Curados do pecado das origens

(Foto: Wesley Almeida/cancaonova.com)

(Foto: Wesley Almeida/cancaonova.com)

“No esquema da antropologia hebraica, o olho é a fonte da concupiscência. Na primeira leitura, tudo parte dos olhos. Olhar para o fruto apetitoso e saboroso cresce no coração humano um desejo desenfreado  e desordenado, que no livro do Gênesis é a negação da alteridade de Deus. É por isso que o olhar precisa ser purificado. Na antropologia semítica, o olhar é a janela do desejo e, quando o desejo é desordenado e não é secundário e relativo a Deus, só gera pecado, morte e destruição. Por isso, a pergunta fundamental para todos nós, especialmente para nós ministros ordenados é: ‘Onde estás, ó homem?’, ‘Onde estás, ó padre?’, Onde estás ó bispo?’. É a pergunta de Deus para nós hoje. Precisamos purificar o olhar para não nos imaginarmos deus e não querermos substituir Deus por nossos esquemas meramente humanos. Agora entra o segundo elemento que eu comento muito brevemente.
O Evangelho trata justamente do discípulo missionário, curando o olhar, a concupiscência, para colocar Jesus no centro. É preciso também curar o ouvido do discípulo para escutar a Palavra. E assim a boca do missionário se torna boca profética e querigmática.
Jesus devolve a capacidade da escuta para ouvir como discípulo e falar como missionário querigmático. A cura do surdo mudo é a redescoberta desta dimensão. Somos discípulos missionários, curados na nossa capacidade de ouvir e de falar e sobretudo curados do pecado das origens: a tentação de queremos ser Deus, ludibriados por uma serpente. Em hebraico serpente significa sibilante; engano. E a palavra astuto significa nu. A serpente é o animal mais nu: não tem prega, braço, perna; nada côncavo. Não há nada escondido na serpente. O corpo todo está nu. Ela é a criatura totalmente nua porque afronta a vontade de Deus. Quando o ser humano se deixa ludibriar pela astúcia da serpente, no final ele também se sente pobre e nu e se esconde de Deus.

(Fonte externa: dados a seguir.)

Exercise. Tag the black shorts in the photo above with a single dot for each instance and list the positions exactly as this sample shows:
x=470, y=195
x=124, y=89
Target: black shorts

Homem e mulher fazem tangas e se escondem do olhar amoroso do Pai das Misericórdias. Maria é a mulher toda revestida do Sol, tem a lua a seus pés, coroada de estrelas, porque é toda revestida da graça de Deus. O grande mistério da vida consagrada é consagrarmo-nos inteiramente. Tenhamos um coração indiviso em Deus para que sejamos plenamente Dele com o olhar curado, ouvidos curados e com a capacidade de proclamar o louvor a Deus.”

Pai das Misericórdias e Deus de toda consolação, ouvi-nos!